By the time you get to “The End” most of your editing is DONE
I like this way of writing a novel, because it’s fast. By the time you finish, you’ve gone through every scene in your novel many times, and you’ve done the basic editing. You’ve also thought about your novel more, and have made all the decisions you need to make.
If you hate writing blurbs… your blurb is done. 🙂
Is the write-and-edit method for you?
Try it on your next novel.
Start a book journal.
Write your blurb, but don’t get too attached to it. It’s just a rough road map. Feel free to change it, as you develop your characters.

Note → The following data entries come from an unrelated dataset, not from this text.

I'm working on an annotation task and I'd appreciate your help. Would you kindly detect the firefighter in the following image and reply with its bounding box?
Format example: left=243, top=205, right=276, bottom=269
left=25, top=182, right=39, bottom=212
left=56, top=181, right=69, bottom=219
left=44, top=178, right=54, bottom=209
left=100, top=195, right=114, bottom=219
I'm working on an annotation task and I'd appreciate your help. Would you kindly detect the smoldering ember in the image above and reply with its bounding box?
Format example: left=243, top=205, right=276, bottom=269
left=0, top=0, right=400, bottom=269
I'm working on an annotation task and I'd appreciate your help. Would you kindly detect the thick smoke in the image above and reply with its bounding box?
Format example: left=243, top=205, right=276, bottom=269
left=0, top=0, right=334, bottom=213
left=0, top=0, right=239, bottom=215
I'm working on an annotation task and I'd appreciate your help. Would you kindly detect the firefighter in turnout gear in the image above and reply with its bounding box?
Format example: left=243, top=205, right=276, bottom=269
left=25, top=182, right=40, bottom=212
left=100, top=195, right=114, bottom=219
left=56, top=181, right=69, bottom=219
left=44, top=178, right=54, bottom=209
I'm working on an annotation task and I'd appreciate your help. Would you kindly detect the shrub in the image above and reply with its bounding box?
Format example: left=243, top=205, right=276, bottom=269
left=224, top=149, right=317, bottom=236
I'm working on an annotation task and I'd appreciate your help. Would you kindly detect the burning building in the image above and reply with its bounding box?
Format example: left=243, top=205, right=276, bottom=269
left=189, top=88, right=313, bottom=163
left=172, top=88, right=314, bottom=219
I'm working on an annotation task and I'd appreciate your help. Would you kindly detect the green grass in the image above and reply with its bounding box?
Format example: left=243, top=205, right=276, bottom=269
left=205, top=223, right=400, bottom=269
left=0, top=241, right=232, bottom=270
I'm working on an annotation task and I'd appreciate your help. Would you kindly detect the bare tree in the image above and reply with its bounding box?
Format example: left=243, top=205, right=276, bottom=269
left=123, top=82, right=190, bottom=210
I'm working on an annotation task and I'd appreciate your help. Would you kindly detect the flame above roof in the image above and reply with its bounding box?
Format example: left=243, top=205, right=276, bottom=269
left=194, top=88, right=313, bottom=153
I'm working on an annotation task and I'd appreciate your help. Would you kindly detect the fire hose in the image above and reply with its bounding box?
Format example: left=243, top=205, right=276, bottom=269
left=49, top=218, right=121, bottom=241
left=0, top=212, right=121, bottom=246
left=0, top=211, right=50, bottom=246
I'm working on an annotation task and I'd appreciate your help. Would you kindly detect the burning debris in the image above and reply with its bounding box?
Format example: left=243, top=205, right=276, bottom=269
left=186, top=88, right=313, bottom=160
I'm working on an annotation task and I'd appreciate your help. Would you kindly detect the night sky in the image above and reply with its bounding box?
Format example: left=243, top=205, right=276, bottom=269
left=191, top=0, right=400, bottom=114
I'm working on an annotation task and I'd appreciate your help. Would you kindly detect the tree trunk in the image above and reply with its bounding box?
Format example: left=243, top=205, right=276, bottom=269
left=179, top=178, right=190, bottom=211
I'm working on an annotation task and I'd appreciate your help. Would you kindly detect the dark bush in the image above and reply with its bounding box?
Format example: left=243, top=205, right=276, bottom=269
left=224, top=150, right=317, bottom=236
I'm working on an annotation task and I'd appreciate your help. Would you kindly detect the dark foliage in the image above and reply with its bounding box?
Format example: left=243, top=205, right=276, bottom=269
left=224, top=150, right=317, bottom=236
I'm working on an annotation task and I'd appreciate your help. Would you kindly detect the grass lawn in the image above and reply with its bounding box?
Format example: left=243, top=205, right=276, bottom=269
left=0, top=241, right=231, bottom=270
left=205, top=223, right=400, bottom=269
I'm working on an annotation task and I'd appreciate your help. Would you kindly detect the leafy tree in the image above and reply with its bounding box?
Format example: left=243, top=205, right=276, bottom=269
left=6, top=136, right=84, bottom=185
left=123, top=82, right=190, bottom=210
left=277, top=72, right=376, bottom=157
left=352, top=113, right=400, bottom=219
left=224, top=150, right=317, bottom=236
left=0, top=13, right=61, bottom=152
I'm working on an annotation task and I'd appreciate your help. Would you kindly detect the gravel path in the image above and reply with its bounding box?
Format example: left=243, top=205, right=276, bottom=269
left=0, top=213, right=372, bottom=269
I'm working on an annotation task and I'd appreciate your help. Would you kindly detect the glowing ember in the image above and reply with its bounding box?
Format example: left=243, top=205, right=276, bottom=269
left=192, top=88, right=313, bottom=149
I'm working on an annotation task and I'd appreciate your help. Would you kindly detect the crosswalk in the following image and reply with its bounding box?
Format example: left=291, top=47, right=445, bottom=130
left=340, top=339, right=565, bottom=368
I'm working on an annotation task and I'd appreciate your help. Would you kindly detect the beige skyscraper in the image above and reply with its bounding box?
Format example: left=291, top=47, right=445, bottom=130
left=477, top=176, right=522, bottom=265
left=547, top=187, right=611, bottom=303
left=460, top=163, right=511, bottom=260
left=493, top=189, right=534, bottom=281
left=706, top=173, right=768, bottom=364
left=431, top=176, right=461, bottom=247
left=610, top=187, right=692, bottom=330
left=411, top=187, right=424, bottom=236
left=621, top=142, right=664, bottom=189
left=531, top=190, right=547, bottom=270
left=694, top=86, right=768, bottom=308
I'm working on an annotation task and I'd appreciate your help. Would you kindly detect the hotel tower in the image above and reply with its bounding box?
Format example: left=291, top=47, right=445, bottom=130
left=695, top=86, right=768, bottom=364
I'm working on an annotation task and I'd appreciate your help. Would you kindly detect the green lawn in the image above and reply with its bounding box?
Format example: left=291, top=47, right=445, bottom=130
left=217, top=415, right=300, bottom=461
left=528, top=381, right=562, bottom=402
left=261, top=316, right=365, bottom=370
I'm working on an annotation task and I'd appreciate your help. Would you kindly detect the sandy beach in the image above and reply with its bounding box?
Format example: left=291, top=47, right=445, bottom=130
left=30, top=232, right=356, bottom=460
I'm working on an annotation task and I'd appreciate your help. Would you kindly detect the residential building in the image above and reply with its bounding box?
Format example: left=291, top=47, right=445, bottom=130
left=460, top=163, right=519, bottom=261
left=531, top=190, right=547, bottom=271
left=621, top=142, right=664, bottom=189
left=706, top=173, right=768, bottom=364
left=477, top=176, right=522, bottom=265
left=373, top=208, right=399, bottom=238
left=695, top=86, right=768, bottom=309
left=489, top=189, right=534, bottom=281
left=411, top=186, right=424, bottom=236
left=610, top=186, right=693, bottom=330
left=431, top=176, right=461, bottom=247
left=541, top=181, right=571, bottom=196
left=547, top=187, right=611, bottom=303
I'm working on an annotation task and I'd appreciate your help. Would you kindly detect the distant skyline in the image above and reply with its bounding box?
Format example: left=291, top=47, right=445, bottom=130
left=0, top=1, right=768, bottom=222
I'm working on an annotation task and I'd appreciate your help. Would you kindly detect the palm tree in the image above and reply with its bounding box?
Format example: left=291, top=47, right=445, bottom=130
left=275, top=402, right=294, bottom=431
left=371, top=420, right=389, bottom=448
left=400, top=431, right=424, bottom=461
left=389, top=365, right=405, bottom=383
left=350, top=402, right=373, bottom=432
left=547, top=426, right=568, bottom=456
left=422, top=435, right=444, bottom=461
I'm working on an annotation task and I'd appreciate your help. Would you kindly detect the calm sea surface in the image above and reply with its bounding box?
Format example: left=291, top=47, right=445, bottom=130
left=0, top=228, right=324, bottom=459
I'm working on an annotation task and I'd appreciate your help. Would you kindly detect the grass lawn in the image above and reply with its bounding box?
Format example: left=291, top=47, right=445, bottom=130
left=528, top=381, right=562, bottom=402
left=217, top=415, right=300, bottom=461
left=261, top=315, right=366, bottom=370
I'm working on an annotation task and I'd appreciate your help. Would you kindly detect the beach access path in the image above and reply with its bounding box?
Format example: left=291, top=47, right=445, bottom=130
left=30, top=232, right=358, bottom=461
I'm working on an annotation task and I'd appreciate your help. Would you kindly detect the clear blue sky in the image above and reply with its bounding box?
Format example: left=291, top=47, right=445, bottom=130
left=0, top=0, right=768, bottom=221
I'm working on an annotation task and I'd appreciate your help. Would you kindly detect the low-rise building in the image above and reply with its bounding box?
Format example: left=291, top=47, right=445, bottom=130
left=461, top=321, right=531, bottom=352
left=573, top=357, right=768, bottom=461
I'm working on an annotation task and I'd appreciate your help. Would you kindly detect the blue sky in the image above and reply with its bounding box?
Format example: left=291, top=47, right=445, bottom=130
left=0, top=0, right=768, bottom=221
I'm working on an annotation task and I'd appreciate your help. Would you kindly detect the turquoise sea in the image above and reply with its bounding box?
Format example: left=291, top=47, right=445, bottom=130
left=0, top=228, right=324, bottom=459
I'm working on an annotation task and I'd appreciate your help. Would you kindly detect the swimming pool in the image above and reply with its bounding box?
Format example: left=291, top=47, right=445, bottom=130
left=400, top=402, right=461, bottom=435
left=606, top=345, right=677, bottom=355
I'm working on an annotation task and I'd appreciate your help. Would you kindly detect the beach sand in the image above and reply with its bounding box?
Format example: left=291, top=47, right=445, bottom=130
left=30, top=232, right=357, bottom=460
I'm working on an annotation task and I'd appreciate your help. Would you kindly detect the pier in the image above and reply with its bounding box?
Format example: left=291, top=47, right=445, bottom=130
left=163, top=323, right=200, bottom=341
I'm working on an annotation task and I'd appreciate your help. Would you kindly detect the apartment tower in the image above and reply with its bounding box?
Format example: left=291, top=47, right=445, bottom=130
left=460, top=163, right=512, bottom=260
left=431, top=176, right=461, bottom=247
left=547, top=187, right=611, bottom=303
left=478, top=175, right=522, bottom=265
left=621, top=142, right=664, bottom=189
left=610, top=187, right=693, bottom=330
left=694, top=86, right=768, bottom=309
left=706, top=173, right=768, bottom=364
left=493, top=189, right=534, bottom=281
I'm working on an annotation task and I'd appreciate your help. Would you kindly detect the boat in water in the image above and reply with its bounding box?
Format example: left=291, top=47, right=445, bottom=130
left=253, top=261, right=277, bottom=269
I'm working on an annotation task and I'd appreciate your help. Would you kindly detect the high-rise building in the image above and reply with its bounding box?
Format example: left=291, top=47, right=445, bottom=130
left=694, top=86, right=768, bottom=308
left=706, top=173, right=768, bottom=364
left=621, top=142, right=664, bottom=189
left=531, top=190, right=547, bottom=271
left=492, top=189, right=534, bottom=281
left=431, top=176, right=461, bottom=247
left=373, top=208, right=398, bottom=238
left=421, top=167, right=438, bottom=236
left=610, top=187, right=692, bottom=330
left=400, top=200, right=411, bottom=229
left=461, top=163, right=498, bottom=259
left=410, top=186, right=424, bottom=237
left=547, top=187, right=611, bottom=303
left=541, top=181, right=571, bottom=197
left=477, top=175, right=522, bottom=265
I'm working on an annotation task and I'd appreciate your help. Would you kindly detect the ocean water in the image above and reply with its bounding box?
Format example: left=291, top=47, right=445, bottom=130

Next write the scenes which comprise the setup of the novel, and go back to edit every couple of scenes.
Then freestyle. Write any scenes which appeal to you.
While you’re writing your lead-up scenes to the ones you’ve written, go back and edit.
I’ve found this method very freeing, and fast. Your mileage may vary. If you find that you get confused, just keep writing forward, without editing as you go.